Persian gum is a novel non‐starch water‐soluble exudate gum from the wild or mountain almond trees (Amygdalus scoparia Spach) (Ghasempour, Alizadeh, & Bari, 2012). Persian gum is transparent to semicloudy with no special flavor and its properties are similar to gum Arabic (Abbasi & Mohammadi, 2013). Ghasempour et al. (2012) showed that Persian gum as a fat replacer improved the viscosity of low‐fat set yogurt and stabilized the yogurt gel against syneresis during storage. They attributed the stabilizing effect of Persian gum on yogurt gel to its interactions with milk proteins.

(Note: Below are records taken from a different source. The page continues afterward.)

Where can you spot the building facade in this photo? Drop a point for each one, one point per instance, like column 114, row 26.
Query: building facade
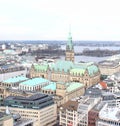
column 68, row 114
column 66, row 70
column 5, row 120
column 39, row 107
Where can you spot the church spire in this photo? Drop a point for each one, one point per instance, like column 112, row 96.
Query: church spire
column 69, row 43
column 69, row 48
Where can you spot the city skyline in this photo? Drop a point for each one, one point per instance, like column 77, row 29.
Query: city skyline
column 50, row 20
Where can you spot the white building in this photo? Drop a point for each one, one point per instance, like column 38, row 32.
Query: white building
column 8, row 71
column 68, row 114
column 85, row 105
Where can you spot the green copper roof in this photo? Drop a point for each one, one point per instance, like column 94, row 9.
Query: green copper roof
column 77, row 71
column 15, row 79
column 34, row 81
column 41, row 67
column 69, row 43
column 73, row 86
column 62, row 65
column 51, row 86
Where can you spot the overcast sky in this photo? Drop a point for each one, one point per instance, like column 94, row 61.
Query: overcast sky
column 50, row 19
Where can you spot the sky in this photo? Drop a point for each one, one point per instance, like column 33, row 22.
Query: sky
column 51, row 19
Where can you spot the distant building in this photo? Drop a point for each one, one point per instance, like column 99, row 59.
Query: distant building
column 33, row 84
column 11, row 83
column 66, row 70
column 109, row 67
column 39, row 107
column 6, row 120
column 69, row 49
column 11, row 70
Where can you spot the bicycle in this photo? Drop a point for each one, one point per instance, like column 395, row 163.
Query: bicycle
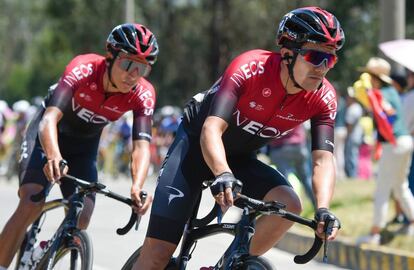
column 237, row 256
column 68, row 239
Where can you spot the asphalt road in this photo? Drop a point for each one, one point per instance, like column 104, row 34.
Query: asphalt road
column 112, row 250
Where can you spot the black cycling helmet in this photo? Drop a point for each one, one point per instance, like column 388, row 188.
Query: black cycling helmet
column 310, row 24
column 135, row 40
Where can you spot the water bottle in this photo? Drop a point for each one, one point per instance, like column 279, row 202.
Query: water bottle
column 39, row 251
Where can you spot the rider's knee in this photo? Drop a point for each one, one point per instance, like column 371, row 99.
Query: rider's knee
column 295, row 205
column 158, row 253
column 29, row 210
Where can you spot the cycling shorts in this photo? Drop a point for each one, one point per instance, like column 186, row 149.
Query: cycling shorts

The preventing effect of Persian gum on phase separation in dairy products has also been reported for Doogh, a yogurt‐based Iranian drink (Nabizadeh, Khosrowshahi, & Zomorodi, 2014). Almond gum is another novel gum exuded from the trunk, branches, and fruits of Prunus dulcis trees, after mechanical damage or infection by microorganisms (Mahfoudhi et al., 2014). Almond gum is mainly composed of polysaccharides (92.36%) including arabinose (46.83%), galactose (35.49%), and uronic acid (5.97%), with a small amount of protein (2.45%) (Mahfoudhi, Chouaibi, Donsì, Ferrari, & Hamdi, 2012). Almond gum has been shown to exert stabilizing effect on oil‐in‐water emulsions comparable to gum Arabic (Mahfoudhi et al., 2014). It is believed that protein fractions of almond gum as well as its arabino‐galactan fraction are main factors responsible for its interfacial activity (Mahfoudhi et al., 2014). However, potential application of theses gums as fat replacer has not so far been explored in the formulation of low‐fat cheeses.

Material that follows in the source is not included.